Let me start by asking a question:

if you take a loan out for $1,000 at 5% APR for 5 years, do you think you will owe the lender $1,000 plus $50 of interest for that 5 year period?

If you answer ‘YES’ you are not alone, but you are wrong. APR stands for Annual Percentage Rate, which means 5% is applied to the outstanding balance each year. At the risk of boring you rigid, this is called the Compounding effect.

This is not a math lesson and I’m not going to explain the Compounding here, but suffice it to say you owe a lot more than 5% of $1,000 over the life of the loan in the example above.

In our sample loan, you borrowed $1,000 over 5 years with an APR of 5%. You will owe about $100 in interest over the life of the loan (5 yrs.). Why does this matter? Because if you have credit card debt or you take out a consumer loan or HELOC to pay off credit card debt, you are going to pay A LOT more than the interest rate multiplied by the principal loan amount over the life of the loan, which MAY change your mind about the loan.

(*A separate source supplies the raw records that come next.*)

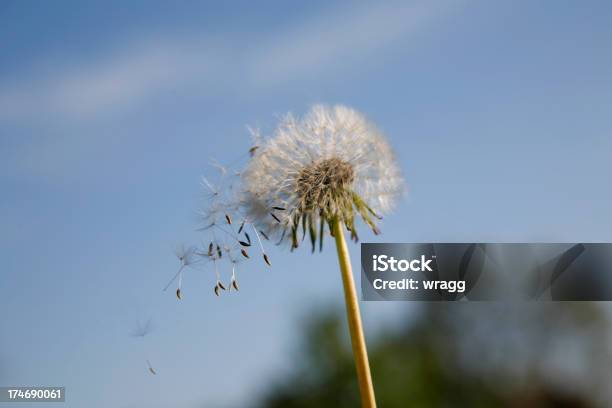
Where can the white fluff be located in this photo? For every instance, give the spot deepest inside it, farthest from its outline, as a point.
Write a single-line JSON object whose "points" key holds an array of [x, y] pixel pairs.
{"points": [[271, 177]]}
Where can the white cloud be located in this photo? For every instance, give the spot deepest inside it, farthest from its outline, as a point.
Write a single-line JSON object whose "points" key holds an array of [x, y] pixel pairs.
{"points": [[144, 69]]}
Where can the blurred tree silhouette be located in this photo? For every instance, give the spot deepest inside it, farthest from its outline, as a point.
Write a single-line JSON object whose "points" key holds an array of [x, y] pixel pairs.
{"points": [[460, 355]]}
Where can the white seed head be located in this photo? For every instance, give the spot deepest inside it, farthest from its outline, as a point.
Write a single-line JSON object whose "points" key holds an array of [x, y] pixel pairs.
{"points": [[332, 164]]}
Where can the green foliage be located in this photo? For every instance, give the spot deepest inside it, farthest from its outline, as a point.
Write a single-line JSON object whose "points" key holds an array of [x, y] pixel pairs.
{"points": [[442, 358]]}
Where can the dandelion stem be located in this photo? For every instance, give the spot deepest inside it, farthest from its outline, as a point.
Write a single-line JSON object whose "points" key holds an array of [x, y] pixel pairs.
{"points": [[360, 352]]}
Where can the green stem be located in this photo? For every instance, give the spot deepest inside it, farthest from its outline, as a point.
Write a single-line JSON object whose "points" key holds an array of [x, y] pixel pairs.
{"points": [[360, 352]]}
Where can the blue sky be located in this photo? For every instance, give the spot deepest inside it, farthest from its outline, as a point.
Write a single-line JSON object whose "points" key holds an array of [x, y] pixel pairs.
{"points": [[500, 113]]}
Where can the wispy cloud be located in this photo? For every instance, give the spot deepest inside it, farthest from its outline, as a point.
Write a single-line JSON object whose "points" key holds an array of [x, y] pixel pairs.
{"points": [[132, 74]]}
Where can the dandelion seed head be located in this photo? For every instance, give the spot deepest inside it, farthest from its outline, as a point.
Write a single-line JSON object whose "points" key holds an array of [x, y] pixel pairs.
{"points": [[332, 164]]}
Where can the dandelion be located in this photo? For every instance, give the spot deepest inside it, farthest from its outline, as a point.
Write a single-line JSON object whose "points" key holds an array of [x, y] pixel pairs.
{"points": [[325, 170], [187, 256]]}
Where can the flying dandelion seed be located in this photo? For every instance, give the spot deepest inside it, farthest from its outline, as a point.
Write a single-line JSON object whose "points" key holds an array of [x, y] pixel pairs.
{"points": [[315, 176], [187, 257], [331, 165], [151, 369]]}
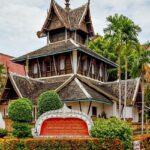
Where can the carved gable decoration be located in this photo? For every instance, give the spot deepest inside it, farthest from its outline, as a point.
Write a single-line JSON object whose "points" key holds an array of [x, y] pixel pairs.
{"points": [[55, 22], [63, 123]]}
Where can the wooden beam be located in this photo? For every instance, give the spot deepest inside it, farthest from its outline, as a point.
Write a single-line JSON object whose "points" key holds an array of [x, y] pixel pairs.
{"points": [[89, 107], [78, 63], [75, 61], [64, 84], [39, 69], [48, 41], [89, 68], [82, 88], [66, 36], [80, 106], [55, 65]]}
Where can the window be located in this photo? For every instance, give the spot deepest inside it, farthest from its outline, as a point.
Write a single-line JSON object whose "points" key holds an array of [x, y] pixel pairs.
{"points": [[94, 111], [93, 69], [35, 69], [85, 65], [101, 71], [62, 64]]}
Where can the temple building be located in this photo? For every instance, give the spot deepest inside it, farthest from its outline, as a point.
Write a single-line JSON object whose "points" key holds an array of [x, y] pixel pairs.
{"points": [[68, 66]]}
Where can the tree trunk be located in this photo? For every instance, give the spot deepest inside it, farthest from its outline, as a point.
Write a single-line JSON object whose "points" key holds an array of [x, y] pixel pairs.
{"points": [[126, 78]]}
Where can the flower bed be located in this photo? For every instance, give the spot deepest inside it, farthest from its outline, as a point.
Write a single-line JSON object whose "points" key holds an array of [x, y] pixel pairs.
{"points": [[59, 144]]}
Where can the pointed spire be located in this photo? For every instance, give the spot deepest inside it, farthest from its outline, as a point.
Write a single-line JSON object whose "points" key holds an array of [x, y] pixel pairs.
{"points": [[67, 5]]}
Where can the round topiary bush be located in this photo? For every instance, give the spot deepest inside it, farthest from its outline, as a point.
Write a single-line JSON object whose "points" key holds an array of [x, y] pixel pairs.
{"points": [[113, 129], [20, 110], [48, 101], [21, 130]]}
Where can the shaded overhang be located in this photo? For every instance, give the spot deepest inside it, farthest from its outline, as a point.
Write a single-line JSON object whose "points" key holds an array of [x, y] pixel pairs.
{"points": [[90, 100]]}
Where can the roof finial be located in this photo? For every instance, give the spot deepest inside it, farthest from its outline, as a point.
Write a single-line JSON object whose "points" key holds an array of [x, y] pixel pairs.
{"points": [[67, 5]]}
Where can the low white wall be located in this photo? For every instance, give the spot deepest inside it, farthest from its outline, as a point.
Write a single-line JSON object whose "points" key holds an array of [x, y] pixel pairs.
{"points": [[108, 109]]}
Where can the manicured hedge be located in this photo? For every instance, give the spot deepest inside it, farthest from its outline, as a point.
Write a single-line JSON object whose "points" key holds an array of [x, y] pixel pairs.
{"points": [[48, 101], [144, 139], [20, 110], [60, 144], [113, 128]]}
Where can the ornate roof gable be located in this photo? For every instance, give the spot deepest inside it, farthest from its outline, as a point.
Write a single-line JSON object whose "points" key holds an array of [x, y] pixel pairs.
{"points": [[71, 19]]}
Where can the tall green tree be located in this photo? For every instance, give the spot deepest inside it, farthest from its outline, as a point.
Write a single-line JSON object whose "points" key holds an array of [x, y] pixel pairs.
{"points": [[121, 31], [2, 74], [142, 58]]}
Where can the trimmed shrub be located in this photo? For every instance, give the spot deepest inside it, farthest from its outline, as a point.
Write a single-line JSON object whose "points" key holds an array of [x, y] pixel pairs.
{"points": [[48, 101], [21, 130], [113, 129], [61, 144], [20, 110], [3, 133]]}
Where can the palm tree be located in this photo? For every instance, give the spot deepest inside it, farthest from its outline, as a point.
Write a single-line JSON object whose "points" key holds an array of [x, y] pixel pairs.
{"points": [[138, 70], [122, 32]]}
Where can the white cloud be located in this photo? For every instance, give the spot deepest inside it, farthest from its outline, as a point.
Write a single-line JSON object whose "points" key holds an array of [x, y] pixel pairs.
{"points": [[21, 19]]}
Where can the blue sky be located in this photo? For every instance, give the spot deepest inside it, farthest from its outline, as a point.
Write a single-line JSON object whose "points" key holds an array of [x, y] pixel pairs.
{"points": [[21, 19]]}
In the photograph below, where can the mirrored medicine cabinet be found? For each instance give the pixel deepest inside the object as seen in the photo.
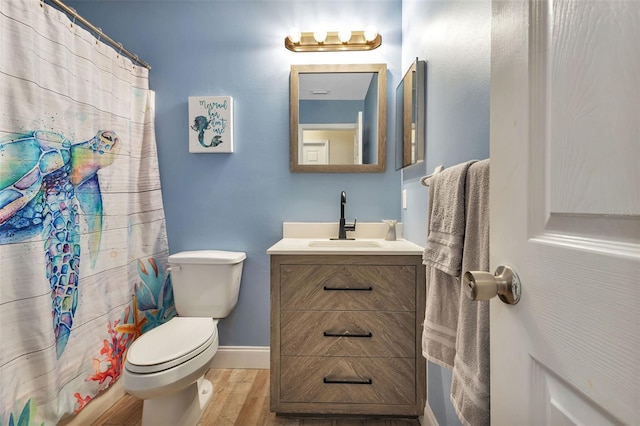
(411, 116)
(338, 118)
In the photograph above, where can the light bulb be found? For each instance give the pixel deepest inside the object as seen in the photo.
(320, 35)
(294, 35)
(370, 33)
(344, 35)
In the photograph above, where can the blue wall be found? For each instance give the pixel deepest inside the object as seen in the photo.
(238, 201)
(454, 37)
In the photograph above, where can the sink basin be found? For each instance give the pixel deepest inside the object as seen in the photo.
(344, 243)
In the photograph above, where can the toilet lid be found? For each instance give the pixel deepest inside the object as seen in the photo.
(172, 343)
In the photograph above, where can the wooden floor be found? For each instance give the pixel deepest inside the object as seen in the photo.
(240, 398)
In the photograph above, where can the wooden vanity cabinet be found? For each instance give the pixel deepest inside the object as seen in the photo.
(346, 334)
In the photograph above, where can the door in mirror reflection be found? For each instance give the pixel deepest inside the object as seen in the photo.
(337, 114)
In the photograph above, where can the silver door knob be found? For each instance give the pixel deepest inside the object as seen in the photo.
(504, 283)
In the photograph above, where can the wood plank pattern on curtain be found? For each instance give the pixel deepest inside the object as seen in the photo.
(83, 245)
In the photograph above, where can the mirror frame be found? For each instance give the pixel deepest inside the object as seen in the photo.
(294, 104)
(410, 116)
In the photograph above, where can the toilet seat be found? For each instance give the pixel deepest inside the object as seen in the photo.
(171, 344)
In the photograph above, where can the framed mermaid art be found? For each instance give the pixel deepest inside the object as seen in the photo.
(211, 124)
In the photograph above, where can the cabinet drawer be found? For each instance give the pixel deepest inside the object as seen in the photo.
(347, 333)
(348, 287)
(348, 380)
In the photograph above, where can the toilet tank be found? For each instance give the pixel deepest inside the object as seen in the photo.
(206, 283)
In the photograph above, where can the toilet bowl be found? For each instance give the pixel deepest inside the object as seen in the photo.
(165, 366)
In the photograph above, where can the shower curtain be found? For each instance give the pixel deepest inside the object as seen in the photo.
(83, 244)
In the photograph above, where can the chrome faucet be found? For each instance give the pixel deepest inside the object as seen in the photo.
(342, 230)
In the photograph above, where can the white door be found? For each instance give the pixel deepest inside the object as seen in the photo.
(565, 211)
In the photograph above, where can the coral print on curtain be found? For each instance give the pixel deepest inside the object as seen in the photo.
(83, 243)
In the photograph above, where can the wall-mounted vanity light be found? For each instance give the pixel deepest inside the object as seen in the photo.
(332, 41)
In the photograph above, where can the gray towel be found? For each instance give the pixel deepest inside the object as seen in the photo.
(443, 259)
(446, 220)
(470, 378)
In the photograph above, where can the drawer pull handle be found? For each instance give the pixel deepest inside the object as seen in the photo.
(347, 334)
(348, 288)
(348, 382)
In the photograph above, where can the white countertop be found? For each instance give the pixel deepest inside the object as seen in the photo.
(315, 238)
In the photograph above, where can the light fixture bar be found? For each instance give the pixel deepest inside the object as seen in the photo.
(332, 43)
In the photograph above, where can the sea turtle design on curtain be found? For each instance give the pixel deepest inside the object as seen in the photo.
(43, 180)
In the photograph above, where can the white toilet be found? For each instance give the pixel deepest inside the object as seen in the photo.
(166, 365)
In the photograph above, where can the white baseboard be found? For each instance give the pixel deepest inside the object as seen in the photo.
(96, 407)
(428, 419)
(250, 357)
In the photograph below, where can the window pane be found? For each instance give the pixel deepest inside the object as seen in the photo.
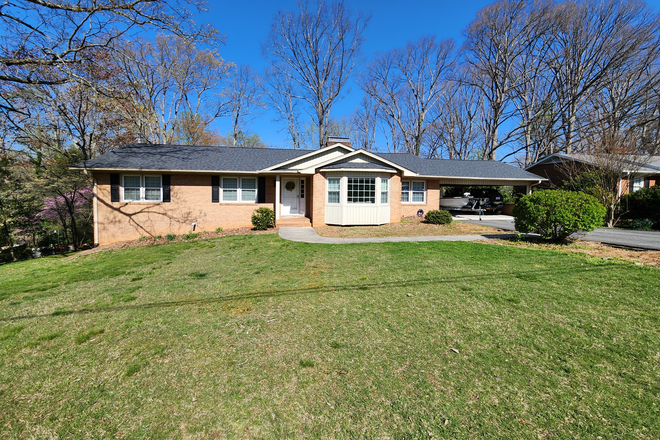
(248, 195)
(131, 181)
(131, 193)
(152, 181)
(230, 182)
(249, 184)
(152, 194)
(361, 190)
(229, 195)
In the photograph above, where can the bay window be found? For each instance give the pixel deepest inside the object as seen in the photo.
(413, 191)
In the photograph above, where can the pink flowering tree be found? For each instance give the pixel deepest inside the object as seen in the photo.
(71, 211)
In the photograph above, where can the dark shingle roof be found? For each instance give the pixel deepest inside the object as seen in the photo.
(199, 158)
(486, 169)
(189, 158)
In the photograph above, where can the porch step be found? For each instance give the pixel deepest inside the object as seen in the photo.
(294, 221)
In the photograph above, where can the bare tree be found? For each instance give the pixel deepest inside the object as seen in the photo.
(594, 44)
(166, 78)
(407, 84)
(317, 50)
(455, 133)
(365, 123)
(281, 96)
(243, 96)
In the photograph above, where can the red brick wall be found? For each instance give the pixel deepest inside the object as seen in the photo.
(401, 210)
(191, 202)
(317, 200)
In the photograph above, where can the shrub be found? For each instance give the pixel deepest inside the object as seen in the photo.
(643, 224)
(643, 203)
(263, 218)
(438, 217)
(556, 214)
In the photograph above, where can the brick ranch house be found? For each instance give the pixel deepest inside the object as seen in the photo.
(643, 172)
(148, 190)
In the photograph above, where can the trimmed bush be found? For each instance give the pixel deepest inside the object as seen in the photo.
(263, 218)
(438, 217)
(643, 224)
(556, 214)
(643, 203)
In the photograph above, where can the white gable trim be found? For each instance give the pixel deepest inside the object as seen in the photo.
(406, 172)
(308, 156)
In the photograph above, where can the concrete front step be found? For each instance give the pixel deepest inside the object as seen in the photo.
(294, 221)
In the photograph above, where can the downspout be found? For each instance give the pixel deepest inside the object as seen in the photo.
(95, 212)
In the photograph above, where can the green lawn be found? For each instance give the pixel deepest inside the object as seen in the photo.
(256, 337)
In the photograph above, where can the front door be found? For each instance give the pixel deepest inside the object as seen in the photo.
(291, 196)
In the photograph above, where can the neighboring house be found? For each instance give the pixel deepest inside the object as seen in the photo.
(638, 171)
(147, 190)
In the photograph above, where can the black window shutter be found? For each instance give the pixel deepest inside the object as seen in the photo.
(261, 189)
(114, 187)
(167, 181)
(215, 191)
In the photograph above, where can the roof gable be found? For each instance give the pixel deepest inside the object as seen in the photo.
(312, 158)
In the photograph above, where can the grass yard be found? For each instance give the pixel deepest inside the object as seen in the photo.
(256, 337)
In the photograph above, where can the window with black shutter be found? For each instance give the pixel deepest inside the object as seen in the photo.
(166, 188)
(261, 190)
(114, 187)
(215, 189)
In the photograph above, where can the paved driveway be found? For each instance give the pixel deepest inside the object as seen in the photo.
(617, 237)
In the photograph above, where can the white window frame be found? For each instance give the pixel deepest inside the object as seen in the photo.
(376, 191)
(411, 191)
(327, 191)
(386, 181)
(239, 189)
(142, 188)
(637, 183)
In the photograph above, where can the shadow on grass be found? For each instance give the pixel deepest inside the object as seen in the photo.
(321, 289)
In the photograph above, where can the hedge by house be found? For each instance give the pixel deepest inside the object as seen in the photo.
(438, 217)
(263, 218)
(556, 214)
(643, 204)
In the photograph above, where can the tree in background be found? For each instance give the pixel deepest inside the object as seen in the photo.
(312, 54)
(407, 84)
(165, 79)
(244, 99)
(45, 42)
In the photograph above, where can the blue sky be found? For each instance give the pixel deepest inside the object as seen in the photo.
(246, 24)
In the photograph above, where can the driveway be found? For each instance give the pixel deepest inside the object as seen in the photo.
(617, 237)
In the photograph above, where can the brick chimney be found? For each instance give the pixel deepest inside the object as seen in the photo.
(337, 140)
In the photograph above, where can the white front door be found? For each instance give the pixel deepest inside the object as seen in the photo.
(290, 196)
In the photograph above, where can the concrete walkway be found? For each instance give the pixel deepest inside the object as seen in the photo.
(309, 235)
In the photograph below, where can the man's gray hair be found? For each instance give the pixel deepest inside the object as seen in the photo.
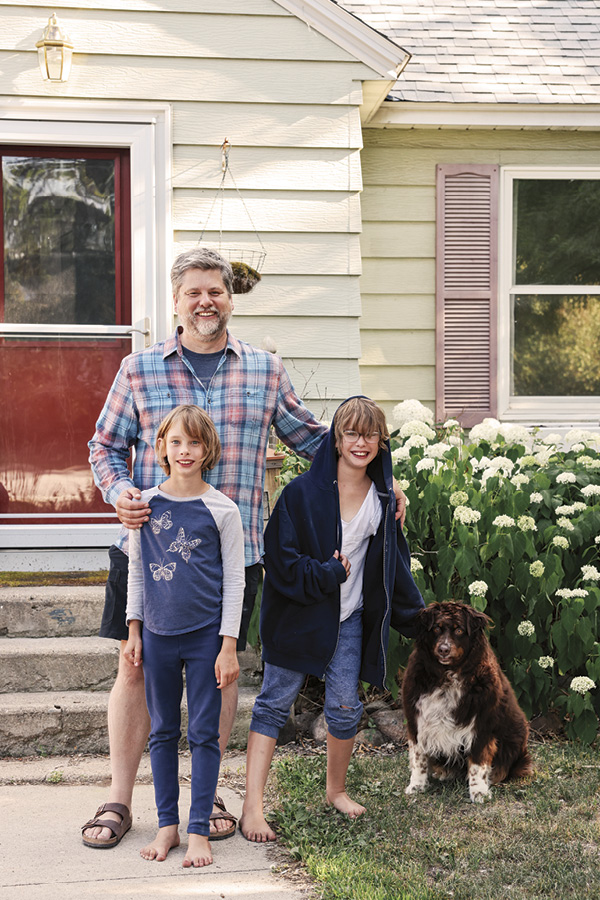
(200, 258)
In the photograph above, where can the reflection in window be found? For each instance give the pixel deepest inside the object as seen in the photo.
(555, 325)
(59, 240)
(556, 341)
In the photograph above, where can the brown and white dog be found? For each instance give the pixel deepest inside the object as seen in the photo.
(461, 711)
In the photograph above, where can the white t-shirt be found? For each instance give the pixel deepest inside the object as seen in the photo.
(355, 542)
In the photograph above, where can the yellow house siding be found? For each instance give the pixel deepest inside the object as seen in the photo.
(398, 241)
(288, 100)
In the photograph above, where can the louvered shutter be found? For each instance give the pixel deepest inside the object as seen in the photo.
(466, 292)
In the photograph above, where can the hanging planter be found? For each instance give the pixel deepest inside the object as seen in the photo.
(245, 262)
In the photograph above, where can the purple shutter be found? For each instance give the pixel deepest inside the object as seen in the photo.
(466, 292)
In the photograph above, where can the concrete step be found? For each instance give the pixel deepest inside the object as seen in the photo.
(51, 611)
(68, 722)
(57, 664)
(75, 664)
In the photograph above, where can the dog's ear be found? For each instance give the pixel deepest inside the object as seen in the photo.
(425, 619)
(476, 621)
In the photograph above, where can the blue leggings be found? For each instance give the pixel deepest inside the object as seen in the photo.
(164, 657)
(343, 708)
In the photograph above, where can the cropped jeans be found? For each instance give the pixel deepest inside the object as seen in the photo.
(164, 657)
(343, 709)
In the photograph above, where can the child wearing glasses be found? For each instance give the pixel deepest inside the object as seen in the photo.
(337, 577)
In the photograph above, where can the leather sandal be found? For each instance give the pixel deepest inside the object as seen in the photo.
(223, 814)
(119, 829)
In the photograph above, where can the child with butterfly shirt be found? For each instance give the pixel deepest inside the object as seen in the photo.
(185, 590)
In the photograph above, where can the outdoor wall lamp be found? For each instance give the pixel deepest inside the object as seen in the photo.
(55, 52)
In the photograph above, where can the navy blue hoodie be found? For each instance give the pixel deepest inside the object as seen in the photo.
(300, 607)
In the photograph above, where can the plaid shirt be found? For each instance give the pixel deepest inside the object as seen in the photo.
(249, 392)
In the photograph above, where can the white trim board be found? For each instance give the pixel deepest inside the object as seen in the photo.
(375, 50)
(401, 114)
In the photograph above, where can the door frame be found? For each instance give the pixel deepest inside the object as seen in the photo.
(145, 129)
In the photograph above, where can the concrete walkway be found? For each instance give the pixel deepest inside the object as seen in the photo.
(43, 858)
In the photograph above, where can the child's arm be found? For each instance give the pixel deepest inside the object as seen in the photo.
(133, 647)
(227, 667)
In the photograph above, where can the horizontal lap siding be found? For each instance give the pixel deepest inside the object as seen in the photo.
(287, 100)
(399, 258)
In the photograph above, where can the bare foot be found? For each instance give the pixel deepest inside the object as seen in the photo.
(165, 840)
(255, 828)
(198, 853)
(345, 805)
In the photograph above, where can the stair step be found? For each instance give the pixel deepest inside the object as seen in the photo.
(55, 611)
(57, 664)
(67, 722)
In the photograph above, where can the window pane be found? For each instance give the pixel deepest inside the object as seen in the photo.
(59, 240)
(555, 346)
(557, 231)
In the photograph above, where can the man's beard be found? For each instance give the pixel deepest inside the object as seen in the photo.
(196, 324)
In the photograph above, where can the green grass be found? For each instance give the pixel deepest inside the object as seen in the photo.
(535, 839)
(37, 579)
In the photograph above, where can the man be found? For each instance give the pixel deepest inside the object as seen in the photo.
(245, 391)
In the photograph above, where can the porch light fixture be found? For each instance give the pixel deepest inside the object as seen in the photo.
(55, 51)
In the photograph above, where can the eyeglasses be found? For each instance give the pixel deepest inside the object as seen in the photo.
(353, 436)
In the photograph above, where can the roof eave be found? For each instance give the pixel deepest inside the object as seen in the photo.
(369, 46)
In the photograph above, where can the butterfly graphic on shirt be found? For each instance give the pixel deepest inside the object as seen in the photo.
(160, 572)
(183, 546)
(164, 522)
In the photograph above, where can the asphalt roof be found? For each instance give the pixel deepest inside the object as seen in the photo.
(492, 51)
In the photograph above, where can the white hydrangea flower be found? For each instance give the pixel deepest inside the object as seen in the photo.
(425, 464)
(528, 460)
(545, 662)
(416, 426)
(483, 432)
(417, 440)
(581, 684)
(566, 478)
(591, 490)
(526, 523)
(437, 450)
(514, 434)
(466, 516)
(400, 453)
(410, 410)
(504, 522)
(565, 510)
(566, 524)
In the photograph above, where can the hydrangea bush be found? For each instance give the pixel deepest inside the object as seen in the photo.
(508, 520)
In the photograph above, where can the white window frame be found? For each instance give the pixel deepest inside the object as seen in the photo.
(145, 129)
(533, 410)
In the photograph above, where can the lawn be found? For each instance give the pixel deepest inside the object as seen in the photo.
(535, 839)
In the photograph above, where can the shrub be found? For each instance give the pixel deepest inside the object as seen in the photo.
(509, 521)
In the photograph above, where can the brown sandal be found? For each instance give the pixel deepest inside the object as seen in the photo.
(226, 832)
(119, 829)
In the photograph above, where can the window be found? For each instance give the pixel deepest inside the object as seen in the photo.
(549, 299)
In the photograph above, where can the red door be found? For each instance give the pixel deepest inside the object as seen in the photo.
(65, 325)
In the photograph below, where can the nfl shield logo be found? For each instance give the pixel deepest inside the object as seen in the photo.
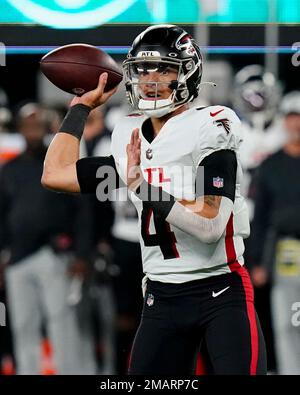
(150, 300)
(218, 182)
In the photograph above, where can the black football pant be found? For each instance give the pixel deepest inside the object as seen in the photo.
(176, 318)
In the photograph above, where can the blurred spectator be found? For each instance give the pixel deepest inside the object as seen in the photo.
(276, 235)
(256, 99)
(11, 144)
(40, 234)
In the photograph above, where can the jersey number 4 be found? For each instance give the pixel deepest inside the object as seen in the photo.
(164, 237)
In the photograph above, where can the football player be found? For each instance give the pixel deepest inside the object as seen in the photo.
(181, 165)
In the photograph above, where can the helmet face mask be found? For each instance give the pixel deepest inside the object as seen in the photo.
(161, 49)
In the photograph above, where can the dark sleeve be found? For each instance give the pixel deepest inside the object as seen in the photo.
(219, 175)
(88, 178)
(83, 227)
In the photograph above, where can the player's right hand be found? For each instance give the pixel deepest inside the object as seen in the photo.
(96, 97)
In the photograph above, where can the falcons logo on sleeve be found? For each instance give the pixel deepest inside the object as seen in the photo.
(225, 123)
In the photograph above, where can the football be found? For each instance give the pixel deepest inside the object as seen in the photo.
(76, 68)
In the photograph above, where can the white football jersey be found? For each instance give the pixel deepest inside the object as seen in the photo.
(171, 161)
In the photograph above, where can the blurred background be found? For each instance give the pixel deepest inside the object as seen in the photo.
(70, 268)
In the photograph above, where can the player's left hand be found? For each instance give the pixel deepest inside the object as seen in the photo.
(133, 149)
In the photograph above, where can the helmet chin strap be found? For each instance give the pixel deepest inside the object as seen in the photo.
(156, 111)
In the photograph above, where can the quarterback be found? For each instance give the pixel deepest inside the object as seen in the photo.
(182, 170)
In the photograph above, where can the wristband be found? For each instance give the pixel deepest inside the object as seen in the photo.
(75, 119)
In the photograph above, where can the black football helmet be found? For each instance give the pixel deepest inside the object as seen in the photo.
(256, 93)
(155, 49)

Also, it underscores the need to pay off debt as SOON as possible not just paying when you can. If you take out a $500k mortgage over 30 years at 3.75%, all of which would be considered perfectly reasonable, you will end up paying… you might want to sit down… $333k in interest over the 30 year life of that loan. Not pocket change.

You can see you do NOT pay $3.75% of the $500k you took out as a mortgage (which would equal $18,750). The compounding “pain” is generally worth it for a solid mortgage or student debt that allows you to earn more with your degree, but consumer loans should be a very last resort because of this hideous compounding effect.

On the other hand, compounding is your friend if you are a saver. If you save, especially when you are young, over time your savings grow A LOT. If you save $2,000/year at age 30 until age 50 and earn 5%, you will have about $69k, not $2,000 * 20 years plus 5%, (incidentally, that’s $42k).

Do not be fooled by low APR rates. Low APR rates are great, but remember another critical piece is how long it takes you to pay the loan back. Pay back quickly, save slowly over time.